Penerapan hukuman pidana mati di Cina dirahasiakan, kemungkinannya permasalahan terdapat pada sedikit kejahatan yang terkategori berat namun memenuhi syarat untuk dapat dipidana mati. Terdapat sekitar 55 jenis kejahatan, termasuk perdagangan obat terlarang dan korupsi. Juga terkadang terdapat kasus dimana terdakwa tidak mendapatkan proses sidang peradilan yang fair. Dapat dilihat di Cina hampir 100 persen terdakwa yang disidang dijatuhi vonis hukuman. Hampir 100 persen memang cukup bukti untuk dapat dipidana, hal ini menunjukkan dalam sidang pengadilan sebagian besar terbukti bersalah. Jika Cina lebih transparan dalam penjatuhan hukuman pidana mati, hal yang sama juga berlaku terhadap isu sidang peradilan yang fair.
Negara yang banyak melakukan hukuman pidana mati adalah Cina, kemudian Iran, Irak dan Arab Saudi. Namun selain Cina, Iran, Irak dan Arab Saudi dapat diketahui dan dikonfirmasi jumlahnya dalam kurun waktu 3 tahun terakhir. Selanjutnya negara barat yang masih melakukan eksekusi pidana mati dalam jumlah besar adalah AS.

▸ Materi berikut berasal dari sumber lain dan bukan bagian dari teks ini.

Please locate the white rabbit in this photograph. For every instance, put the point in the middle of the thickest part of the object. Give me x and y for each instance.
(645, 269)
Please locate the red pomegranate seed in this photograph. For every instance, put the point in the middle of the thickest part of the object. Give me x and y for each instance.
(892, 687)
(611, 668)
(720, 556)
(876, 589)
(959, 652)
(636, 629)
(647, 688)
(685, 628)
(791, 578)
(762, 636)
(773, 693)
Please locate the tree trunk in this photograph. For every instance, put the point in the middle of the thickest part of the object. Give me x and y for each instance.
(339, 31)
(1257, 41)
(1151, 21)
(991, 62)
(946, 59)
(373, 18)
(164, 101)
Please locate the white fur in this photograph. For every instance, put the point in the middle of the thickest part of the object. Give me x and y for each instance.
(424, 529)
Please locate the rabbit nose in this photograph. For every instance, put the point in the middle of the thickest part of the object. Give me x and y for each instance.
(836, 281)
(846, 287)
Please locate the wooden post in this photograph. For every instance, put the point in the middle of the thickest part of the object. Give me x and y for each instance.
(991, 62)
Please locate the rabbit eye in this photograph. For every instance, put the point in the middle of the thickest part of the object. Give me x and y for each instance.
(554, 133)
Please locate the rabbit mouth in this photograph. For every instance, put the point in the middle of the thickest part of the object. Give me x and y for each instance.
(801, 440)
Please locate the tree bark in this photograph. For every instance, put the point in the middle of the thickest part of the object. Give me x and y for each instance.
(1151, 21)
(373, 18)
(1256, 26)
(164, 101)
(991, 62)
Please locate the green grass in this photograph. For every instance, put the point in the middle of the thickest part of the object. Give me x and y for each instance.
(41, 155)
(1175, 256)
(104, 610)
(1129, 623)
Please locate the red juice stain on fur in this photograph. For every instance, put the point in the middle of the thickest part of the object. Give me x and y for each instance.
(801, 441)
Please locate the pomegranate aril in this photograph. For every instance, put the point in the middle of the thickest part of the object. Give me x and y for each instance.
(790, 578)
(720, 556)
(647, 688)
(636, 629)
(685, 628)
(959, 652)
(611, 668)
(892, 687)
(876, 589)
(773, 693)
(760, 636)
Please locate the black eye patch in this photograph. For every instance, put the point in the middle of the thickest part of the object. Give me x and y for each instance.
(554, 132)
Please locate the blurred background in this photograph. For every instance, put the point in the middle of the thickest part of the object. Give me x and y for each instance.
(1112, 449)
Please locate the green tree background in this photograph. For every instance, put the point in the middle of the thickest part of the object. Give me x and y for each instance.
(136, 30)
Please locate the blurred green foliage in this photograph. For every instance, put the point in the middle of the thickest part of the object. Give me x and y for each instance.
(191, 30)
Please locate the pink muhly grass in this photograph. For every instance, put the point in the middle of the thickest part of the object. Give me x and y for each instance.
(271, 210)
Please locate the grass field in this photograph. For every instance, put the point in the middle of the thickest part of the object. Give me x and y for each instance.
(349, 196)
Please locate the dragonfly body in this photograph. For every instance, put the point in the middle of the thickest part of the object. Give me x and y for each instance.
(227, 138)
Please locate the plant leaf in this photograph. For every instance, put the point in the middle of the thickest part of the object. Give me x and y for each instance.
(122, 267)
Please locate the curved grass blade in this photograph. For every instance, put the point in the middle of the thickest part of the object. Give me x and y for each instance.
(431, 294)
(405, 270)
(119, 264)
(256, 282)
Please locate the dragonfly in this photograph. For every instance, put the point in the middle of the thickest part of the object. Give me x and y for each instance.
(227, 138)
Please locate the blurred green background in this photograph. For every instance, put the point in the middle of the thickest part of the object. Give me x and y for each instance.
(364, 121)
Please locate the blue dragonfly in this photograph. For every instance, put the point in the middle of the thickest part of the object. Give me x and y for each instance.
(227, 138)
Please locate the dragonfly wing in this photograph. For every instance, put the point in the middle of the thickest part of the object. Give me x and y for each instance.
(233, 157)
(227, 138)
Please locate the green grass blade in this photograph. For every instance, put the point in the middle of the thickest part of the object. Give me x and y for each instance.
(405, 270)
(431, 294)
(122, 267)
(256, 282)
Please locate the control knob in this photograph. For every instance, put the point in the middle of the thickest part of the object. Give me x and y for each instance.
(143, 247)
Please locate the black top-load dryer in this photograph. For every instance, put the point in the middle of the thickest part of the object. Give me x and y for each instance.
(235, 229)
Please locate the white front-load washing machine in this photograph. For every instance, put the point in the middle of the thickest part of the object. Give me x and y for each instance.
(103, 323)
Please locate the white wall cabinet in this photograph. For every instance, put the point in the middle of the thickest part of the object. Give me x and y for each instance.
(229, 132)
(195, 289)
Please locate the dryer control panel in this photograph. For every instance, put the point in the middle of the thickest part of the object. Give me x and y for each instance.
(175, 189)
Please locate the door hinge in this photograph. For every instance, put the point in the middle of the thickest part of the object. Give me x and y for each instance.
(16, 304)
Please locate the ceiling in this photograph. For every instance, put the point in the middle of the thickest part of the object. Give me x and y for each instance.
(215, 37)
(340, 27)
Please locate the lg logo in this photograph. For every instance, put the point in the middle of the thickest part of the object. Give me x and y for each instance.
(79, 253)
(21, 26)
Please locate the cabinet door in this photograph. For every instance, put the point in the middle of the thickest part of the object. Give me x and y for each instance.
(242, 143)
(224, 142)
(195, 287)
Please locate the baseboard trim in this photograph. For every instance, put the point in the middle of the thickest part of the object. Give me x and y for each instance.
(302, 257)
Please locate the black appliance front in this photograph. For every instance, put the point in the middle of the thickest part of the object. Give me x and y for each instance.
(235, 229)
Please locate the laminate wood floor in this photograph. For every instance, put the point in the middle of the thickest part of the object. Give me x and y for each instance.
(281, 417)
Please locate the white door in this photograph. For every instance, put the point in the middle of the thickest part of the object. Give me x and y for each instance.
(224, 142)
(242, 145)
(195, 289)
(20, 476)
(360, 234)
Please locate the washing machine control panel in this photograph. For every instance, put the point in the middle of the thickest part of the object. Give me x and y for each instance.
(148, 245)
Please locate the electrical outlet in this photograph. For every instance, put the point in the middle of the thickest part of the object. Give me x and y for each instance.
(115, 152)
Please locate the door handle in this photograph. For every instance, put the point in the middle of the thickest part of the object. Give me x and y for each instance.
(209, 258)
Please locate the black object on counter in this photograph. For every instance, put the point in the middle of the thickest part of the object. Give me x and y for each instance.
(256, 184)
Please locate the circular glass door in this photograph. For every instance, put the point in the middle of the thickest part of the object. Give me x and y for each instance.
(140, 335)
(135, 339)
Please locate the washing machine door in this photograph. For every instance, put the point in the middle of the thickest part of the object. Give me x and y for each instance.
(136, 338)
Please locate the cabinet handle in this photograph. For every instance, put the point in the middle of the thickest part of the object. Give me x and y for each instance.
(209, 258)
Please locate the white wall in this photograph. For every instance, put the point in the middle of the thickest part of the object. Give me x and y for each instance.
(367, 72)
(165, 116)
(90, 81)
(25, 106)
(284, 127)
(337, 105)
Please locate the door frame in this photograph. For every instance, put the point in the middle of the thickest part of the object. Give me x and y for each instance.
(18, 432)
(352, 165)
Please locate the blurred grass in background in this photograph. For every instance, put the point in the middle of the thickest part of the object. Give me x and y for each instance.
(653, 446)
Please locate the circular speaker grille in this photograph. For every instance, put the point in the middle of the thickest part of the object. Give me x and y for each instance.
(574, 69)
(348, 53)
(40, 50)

Bahkan di AS, sebutlah contohnya negara bagian Maryland, hukuman pidana mati sangat dibatasi, dan makin banyak negara bagian yang menghapuskannya, hanya sedikit eksekusi pidana mati yang dilakukan setiap tahunnya.
Terkait kondisi di Sudan, Amnesti Internasional hanya mempunyai sedikit data tentang hukuman pidana mati yang dilakukan. Hal ini karena Amnesti Internasional tidak mempunyai akses ke Sudan sejak tahun 2006. Selain itu juga sejak Sudan Selatan menjadi negara yang merdeka, Amnesti Internasional tidak dapat melakukan kerja independen seperti halnya PBB. Maka secara realistis sangat sulit menyebutkan jumlah tertinggi di 2012 atau jumlah terendah yang diketahui pada periode sebelumnya.
Namun secara umum situasi di Afrika lebih baik, tahun kemarin Ghana dan Benin dan Sierra Leone tidak melaksanakan hukuman pidana mati. Bahkan melakukan upaya untuk menghapuskan hukuman pidana mati, mungkin saja dilakukan pada tahun ini atau tahun depan. Enam negara Afrika mendukung resolusi PBB tentang moratorium eksekusi, maka bertambah 6 negara daripada sebelumnya.
Namun juga, Amnesti Internasional mendapatkan informasi itu tidak hanya dari Sudan namun juga dari Gambia dan Nigeria, yang sudah melakukan hukuman pidana mati pada Agustus 2012 dan yang terbaru yaitu pada Juni 2013. Maka kemungkinannya tahun ini di Afrika akan terdapat lebih banyak eksekusi pidana mati daripada tahun sebelumnya.
Dalam kondisi ditolak atau tidak dapat memasuki suatu negara, Amnesti Internasional mempergunakan cara dengan mengumpulkan informasi dari berbagai LSM yang beroperasi, juga berhubungan dengan pengacara yang menangani perkara terkait. Setiap tahunnya Amnesti Internasional menulis surat ke setiap pemerintah yang masih menerapkan hukuman pidana mati dan menanyakan jumlah hukuman pidana mati yang sudah dilaksanakan pada tahun sebelumnya. Pada kasus di Sudan, terkadang Amnesti Internasional memperoleh jawaban namun terkadang juga tidak memperoleh jawaban sebagaimana halnya yang terjadi di banyak negara. Namun Amnesti Internasional menggunakan banyak sumber untuk mengkonfirmasikan informasi.